The IBC has the authority to address noncompliance based on NIH Guidelines, the BMBL, University policies, and other regulatory requirements. Findings of noncompliance may result in one or more of the following actions:

  • Suspending the use of recombinant/synthetic nucleic acid molecules and/or biohazardous materials pending completion and acceptance by the IBC of a written plan by the PI for the correction and prevention of recurrence;
  • Termination of approval for use of recombinant/synthetic nucleic acid molecules and/or biohazardous materials;
  • Confiscation and destruction of the recombinant/synthetic nucleic acid molecules and/or biohazardous materials;
  • Any other action necessary to protect personnel, the environment, the public and/or University, including restricting access to the laboratory in order to suspend activities.

The PI will be notified of the IBC’s decision in writing. If the allegation involves other BU personnel for whom corrective actions may result, those individuals will be included in any appropriate communications.

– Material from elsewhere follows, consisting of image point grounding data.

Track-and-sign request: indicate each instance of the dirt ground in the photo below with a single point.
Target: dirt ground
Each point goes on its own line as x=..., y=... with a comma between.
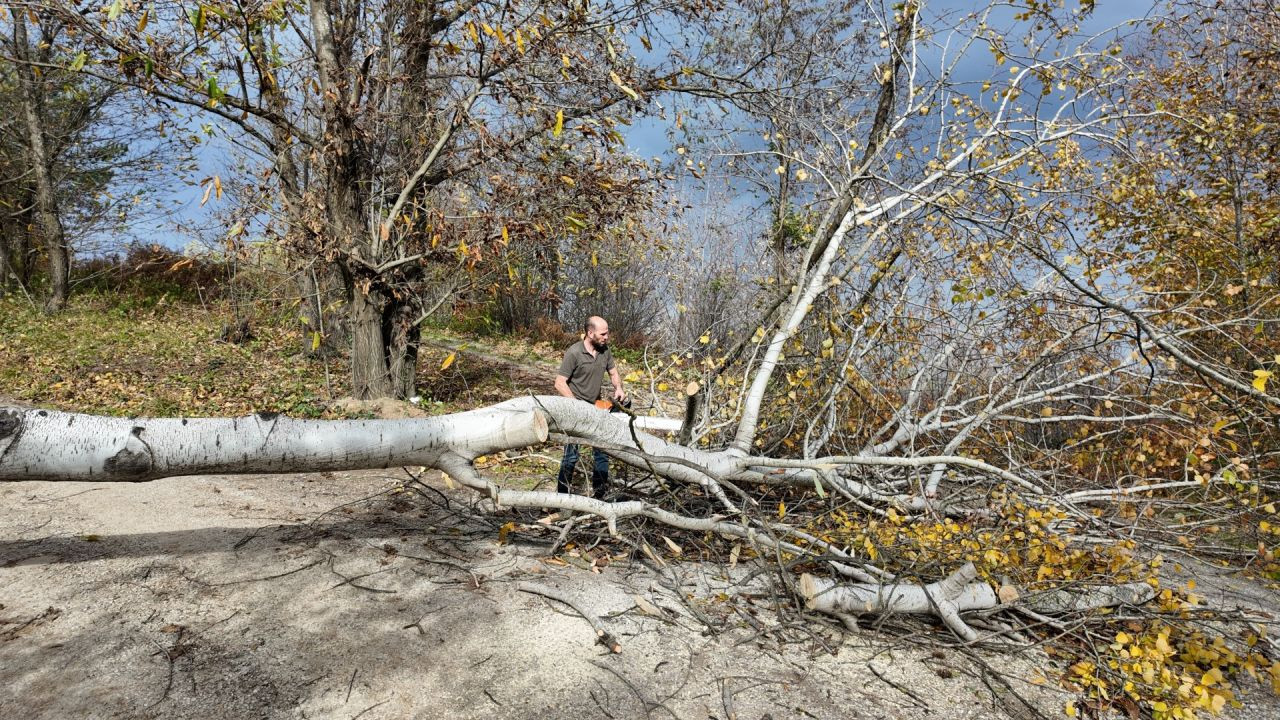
x=342, y=596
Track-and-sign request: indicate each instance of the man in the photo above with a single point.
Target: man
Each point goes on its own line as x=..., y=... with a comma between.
x=580, y=376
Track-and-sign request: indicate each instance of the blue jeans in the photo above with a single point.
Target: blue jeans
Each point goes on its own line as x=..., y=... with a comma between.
x=599, y=470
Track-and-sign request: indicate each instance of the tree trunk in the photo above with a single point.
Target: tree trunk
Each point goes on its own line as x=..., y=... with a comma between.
x=45, y=445
x=48, y=218
x=370, y=373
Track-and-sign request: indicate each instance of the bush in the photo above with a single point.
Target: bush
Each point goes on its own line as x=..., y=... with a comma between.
x=152, y=273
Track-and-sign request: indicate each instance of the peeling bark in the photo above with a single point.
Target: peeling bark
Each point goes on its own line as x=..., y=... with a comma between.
x=45, y=445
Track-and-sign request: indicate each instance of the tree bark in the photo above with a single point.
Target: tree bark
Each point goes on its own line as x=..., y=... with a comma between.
x=46, y=445
x=48, y=218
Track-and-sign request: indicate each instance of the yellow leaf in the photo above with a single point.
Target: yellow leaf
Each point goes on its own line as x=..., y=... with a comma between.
x=1260, y=379
x=618, y=82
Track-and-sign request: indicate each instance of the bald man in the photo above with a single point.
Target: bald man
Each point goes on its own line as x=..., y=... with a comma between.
x=581, y=376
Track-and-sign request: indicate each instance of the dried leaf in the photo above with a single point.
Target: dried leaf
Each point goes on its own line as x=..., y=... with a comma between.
x=647, y=607
x=675, y=548
x=1006, y=595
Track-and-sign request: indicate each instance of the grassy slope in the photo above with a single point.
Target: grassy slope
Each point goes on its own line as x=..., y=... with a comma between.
x=106, y=358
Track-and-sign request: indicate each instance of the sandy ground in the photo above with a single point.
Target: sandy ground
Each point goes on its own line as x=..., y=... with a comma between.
x=334, y=596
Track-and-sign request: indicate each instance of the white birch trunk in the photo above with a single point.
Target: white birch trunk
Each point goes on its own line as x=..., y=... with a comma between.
x=46, y=445
x=945, y=598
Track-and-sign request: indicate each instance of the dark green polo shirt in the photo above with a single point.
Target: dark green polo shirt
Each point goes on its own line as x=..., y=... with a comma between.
x=585, y=373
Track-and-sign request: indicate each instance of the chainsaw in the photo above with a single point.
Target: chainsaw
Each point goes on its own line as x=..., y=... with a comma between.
x=612, y=406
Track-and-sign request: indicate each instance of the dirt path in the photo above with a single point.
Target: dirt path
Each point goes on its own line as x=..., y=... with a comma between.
x=336, y=596
x=327, y=596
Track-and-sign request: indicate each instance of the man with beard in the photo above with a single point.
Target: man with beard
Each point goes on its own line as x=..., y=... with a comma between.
x=581, y=376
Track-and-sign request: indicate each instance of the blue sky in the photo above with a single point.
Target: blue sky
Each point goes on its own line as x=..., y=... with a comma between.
x=220, y=154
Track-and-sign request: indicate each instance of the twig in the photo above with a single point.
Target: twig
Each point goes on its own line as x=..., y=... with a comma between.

Reporting to External Agencies

Findings of serious or continuing noncompliance will be reported to the appropriate agency, including, but not limited to, the study sponsor, NIH Office of Biotechnology Activities (NIH/OBA), the BPHC and the CDC. The IBC, in concert with Research Compliance, is responsible for reporting any significant problems (e.g., serious non-compliance) with, or violations of, the NIH Guidelines and any significant research-related accidents or illnesses to the NIH/OBA within thirty (30) days of the incident. These reports are not intended to be punitive toward the individuals involved, but rather are intended to assist the institution in developing new and better policies and practices to prevent future non-compliances from occurring.